Curtis birdied the par-5 18th for par 72 and a total of 9-under 279. It was a redeeming, emotional win for the 2003 British Open winner, whose long slump relegated him to a tour status so low that the victory came in only the fourth event he got into this year.
Curtis calmly hugged his caddie after coolly sinking the clinching 12-footer but fought back tears moments later while being interviewed.
"It's been a tough couple years just fighting through it," Curtis said softly and haltingly, after pausing for a few seconds to compose himself.
Curtis, 34, whose last win was at the now-extinct 84 Lumber Classic, wasn't close to the tour record for time between wins. Robert Gamez went 15 years, six months, from the Nestle Invitational on March 25, 1900, to the Texas Open on Sept. 30, 2005.
Curtis won $1.116 million and a two-year tour exemption.
"You think you're just staying positive and not worried about it, but I think deep down, you realize all the hard work you put in that, you know, finally paid off," said Curtis, who led after the third round.

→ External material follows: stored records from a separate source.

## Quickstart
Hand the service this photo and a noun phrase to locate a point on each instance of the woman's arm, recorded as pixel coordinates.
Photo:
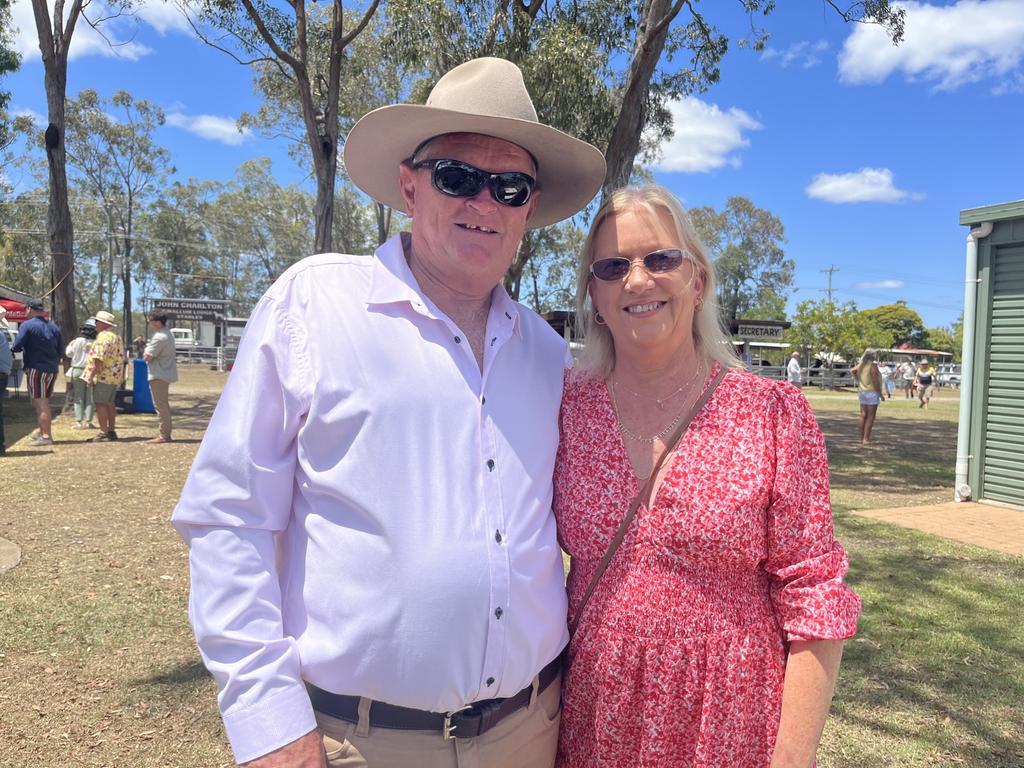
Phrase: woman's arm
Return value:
(810, 679)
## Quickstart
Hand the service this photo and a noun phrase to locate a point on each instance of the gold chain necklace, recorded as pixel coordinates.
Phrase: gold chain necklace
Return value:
(662, 400)
(641, 438)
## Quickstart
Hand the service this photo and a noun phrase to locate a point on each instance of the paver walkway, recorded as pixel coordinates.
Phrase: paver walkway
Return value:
(981, 524)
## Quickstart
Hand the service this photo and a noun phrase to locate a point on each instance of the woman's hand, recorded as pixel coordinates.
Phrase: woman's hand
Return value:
(810, 678)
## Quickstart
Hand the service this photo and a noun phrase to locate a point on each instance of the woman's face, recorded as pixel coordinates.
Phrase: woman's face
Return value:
(646, 313)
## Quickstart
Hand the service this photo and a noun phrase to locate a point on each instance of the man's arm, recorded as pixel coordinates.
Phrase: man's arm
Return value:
(237, 500)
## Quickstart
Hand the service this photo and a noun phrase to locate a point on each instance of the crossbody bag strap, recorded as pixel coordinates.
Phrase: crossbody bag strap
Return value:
(670, 446)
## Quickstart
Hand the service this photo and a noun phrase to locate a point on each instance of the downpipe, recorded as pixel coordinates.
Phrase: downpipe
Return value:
(962, 488)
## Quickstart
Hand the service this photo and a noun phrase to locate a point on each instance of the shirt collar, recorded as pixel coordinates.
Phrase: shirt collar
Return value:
(393, 283)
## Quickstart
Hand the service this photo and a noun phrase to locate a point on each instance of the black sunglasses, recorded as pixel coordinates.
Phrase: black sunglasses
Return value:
(616, 267)
(458, 179)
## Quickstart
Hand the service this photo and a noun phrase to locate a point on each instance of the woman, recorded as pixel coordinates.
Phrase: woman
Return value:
(925, 382)
(715, 636)
(869, 393)
(78, 351)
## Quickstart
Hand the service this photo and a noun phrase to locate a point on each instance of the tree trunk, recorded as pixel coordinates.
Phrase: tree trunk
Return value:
(625, 143)
(58, 222)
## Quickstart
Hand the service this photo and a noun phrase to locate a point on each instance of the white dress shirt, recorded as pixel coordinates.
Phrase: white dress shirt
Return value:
(371, 512)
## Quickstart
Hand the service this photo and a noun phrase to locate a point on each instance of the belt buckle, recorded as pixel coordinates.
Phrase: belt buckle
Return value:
(448, 729)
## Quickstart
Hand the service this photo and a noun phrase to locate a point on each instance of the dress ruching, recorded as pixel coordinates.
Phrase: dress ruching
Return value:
(680, 654)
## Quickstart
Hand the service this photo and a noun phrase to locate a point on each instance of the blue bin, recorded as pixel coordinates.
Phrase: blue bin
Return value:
(141, 398)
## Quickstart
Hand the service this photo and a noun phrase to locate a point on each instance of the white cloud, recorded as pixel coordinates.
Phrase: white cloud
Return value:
(86, 41)
(706, 136)
(881, 284)
(866, 185)
(210, 127)
(948, 46)
(806, 53)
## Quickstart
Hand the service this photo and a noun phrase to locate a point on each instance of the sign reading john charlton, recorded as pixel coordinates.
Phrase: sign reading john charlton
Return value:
(193, 309)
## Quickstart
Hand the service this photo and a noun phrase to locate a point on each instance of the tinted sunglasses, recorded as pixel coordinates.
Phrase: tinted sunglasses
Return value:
(656, 262)
(458, 179)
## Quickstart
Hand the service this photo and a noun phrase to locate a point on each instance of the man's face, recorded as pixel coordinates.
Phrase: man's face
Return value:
(465, 244)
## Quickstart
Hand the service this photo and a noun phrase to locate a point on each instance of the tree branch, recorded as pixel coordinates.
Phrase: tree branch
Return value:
(361, 26)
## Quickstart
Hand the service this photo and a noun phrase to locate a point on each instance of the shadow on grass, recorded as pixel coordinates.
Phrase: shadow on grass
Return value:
(938, 652)
(186, 673)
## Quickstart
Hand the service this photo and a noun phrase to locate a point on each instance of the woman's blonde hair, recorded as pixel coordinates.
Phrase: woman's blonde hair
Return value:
(710, 340)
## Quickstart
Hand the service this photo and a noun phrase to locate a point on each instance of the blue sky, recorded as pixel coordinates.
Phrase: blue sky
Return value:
(866, 153)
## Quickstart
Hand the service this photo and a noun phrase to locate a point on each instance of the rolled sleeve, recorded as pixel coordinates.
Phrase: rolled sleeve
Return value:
(805, 561)
(237, 499)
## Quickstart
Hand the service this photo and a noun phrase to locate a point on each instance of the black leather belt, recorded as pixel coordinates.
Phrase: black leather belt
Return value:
(468, 722)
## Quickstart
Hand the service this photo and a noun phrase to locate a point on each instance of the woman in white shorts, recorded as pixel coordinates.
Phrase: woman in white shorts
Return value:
(868, 392)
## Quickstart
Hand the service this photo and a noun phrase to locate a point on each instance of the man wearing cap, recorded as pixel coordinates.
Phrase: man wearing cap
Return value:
(375, 573)
(104, 372)
(40, 341)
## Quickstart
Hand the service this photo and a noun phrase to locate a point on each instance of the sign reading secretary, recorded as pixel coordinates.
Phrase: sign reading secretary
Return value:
(193, 309)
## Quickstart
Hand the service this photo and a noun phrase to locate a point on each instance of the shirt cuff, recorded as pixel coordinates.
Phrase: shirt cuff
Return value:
(268, 724)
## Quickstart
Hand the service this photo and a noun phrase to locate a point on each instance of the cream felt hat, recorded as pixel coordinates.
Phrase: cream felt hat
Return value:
(485, 96)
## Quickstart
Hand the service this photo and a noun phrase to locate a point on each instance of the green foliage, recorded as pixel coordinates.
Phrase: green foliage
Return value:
(839, 331)
(745, 244)
(904, 324)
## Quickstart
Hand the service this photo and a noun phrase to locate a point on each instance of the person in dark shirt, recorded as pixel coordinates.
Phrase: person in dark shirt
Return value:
(41, 343)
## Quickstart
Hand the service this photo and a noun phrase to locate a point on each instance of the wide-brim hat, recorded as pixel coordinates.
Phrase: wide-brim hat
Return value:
(485, 96)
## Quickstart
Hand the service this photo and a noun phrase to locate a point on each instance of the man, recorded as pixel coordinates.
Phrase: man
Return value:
(162, 359)
(104, 372)
(6, 364)
(40, 341)
(907, 373)
(793, 370)
(373, 551)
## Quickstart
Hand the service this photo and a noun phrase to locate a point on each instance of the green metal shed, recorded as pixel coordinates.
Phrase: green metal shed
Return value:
(990, 448)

Huh roared back with 69, but the Mayakoba Classic winner fell just short of completing what would have been an impressive comeback.
Huh nearly withdrew Thursday when he plunged to 5 over through his first three holes and finished with 77. But he rebounded with rounds of 68 and 67.
Four blown putts from 9 feet or closer, including a 6-footer for birdie, kept Every (71) a stroke back until Curtis birdied No. 18.
It was nonetheless a validating week for the 28-year-old former Gator from Daytona Beach, whose only name recognition in three winless years on tour is mainly from a misdemeanor marijuana arrest as a rookie in 2010, which earned him a tour suspension.
"A little bummed out," Every said of his finish. "Kind of a pillow fight there for a while between the three of us."
Curtis wasn't the only emotional player on No. 18. Scott Piercy walked to the final hole tied for fourth at 5 under but walked off snapping his putter in half with two furious strikes over his knee. That was after the tour journeyman quadruple bogeyed, finishing the round at par and eight back.
Champions: David Frost and Michael Allen shot a better-ball 10-under 62 for 29-under 187 and a one-stroke win over John Cook and Joey Sindelar in the Legends of Golf at Savannah, Ga. Three teams tied for third at 27 under: Andy Bean and Chien Soon Lu (62), Jeff Sluman and Brad Faxon (63), and Tom Purtzer and Brad Bryant (64). Allen won the 2009 Senior PGA Championship, then went winless in 40 consecutive events until winning the Encompass Insurance Pro-Am at TPC Tampa Bay last week. "I've never won two real tournaments in a row in my life," he said. "Now I know my kids will jump all over me and tell me how great I am."